All day long, creatives donning breezy blouses and wide-leg jeans dip into the burl wood-clad Ash Bar for polished Continental fare—think soft-scrambled eggs and salmon, Wellfleet oysters, and steak tartare—and when the sun sets, they beeline straight to Bloom’s. The marvelously over the top cocktail bar, outfitted with red velvet banquettes and undulating mirrors, buzzes with the energy of neighborhood folk who are eager to sample the barkeep’s magical mixing (the Ferrari, a mix of Fernet Branca and Cappelletti, could raise the dead). After a night of rabble-rousing, the Walters Museum is a quick stroll across Mount Vernon Place—stop to see the Washington Monument, the first monument begun in the U.S. to honor the President—as is the Peabody Institute, the renowned conservatory, which occasionally airs live performances by students, alumni, and faculty. Later, stop in at Comptoir du Vin. Operating from an unassuming townhouse in Station North, due north of Ulysses, they offer one of the best meals in the city, with a tight menu of French-inflected dishes and a robust list of genuinely delicious natural wines. Or, head to buzzy Clavel Mezcalería, from restaurateur Lane Harlan, to keep the party going.

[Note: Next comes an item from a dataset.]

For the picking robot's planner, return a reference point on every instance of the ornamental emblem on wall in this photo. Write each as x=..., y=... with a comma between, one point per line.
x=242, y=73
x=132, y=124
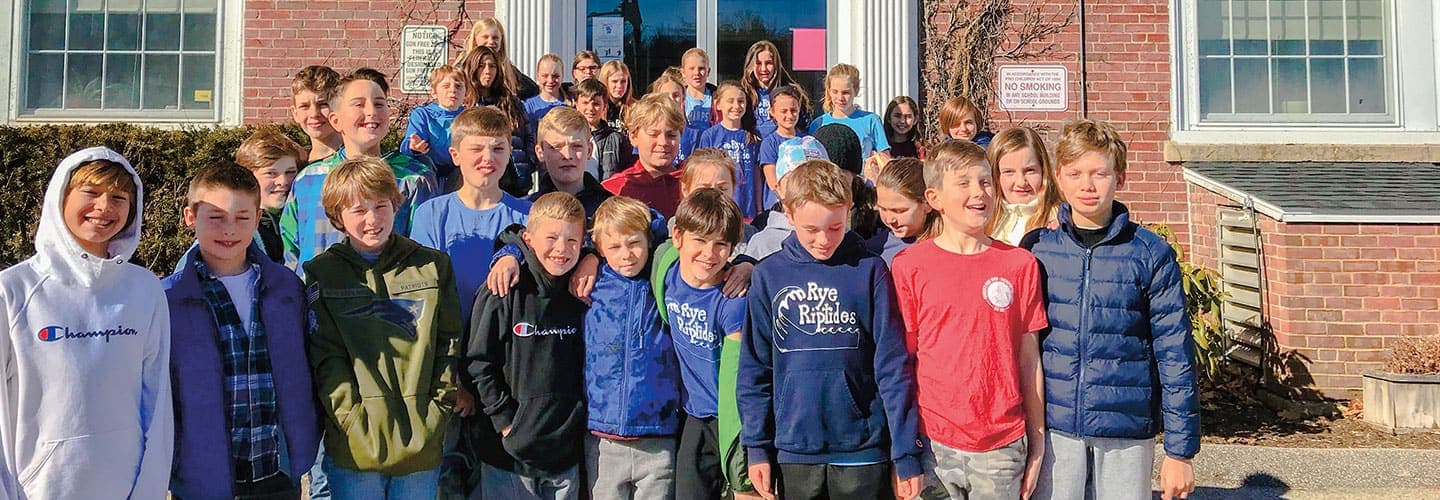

The celeb chef is quietly building a Baltimore empire of thoughtful, delicious, good-time spots, and the next venture—a bar called The Coral Wig—only just opened in Ulysses’ basement. —Betsy Blumenthal
Chris Simpson
Sensei Porcupine Creek — Rancho Mirage, California
You’d be forgiven for thinking this desert retreat—burrowed into the foothills of the Santa Rosa mountains in Rancho Mirage, California—was a figment of the imagination. Only Sensei’s second outpost, the lush, 230-acre spread once belonged to Sensei co-founder and tech billionaire Larry Ellison. But it’s real, and its modus operandi even more so. The brand is guided by the Sensei Way, a data-driven approach to wellness that hinges on the tenets of movement, nourishment, and rest. Among the offerings to work into your customized itinerary: a state-of-the-art gym, with exercise physiologists at your disposal; an open-air pavilion kitted out for wall yoga; tennis courts modeled on those of the nearby Indian Wells Tennis Garden; a spa that employs proprietary thermal mapping technology to optimize treatments; an expertly manicured 75-acre golf course; and a pool area with terraced alcoves that allow every swimsuit-clad guest to sunbathe in near-privacy. At the end of the day, once you’ve traded your workout separates for an off-the-shoulder sundress or a linen button-down and khakis, the guests-only dining experience of Sensei by Nobu awaits. The collaboration between Japanese chef Nobu Matsuhisa and Sensei co-founder Dr. David Agus marries classic Nobu flavors with local ingredients, and doesn’t skimp on fan favorites like the black cod miso and the rock shrimp tempura.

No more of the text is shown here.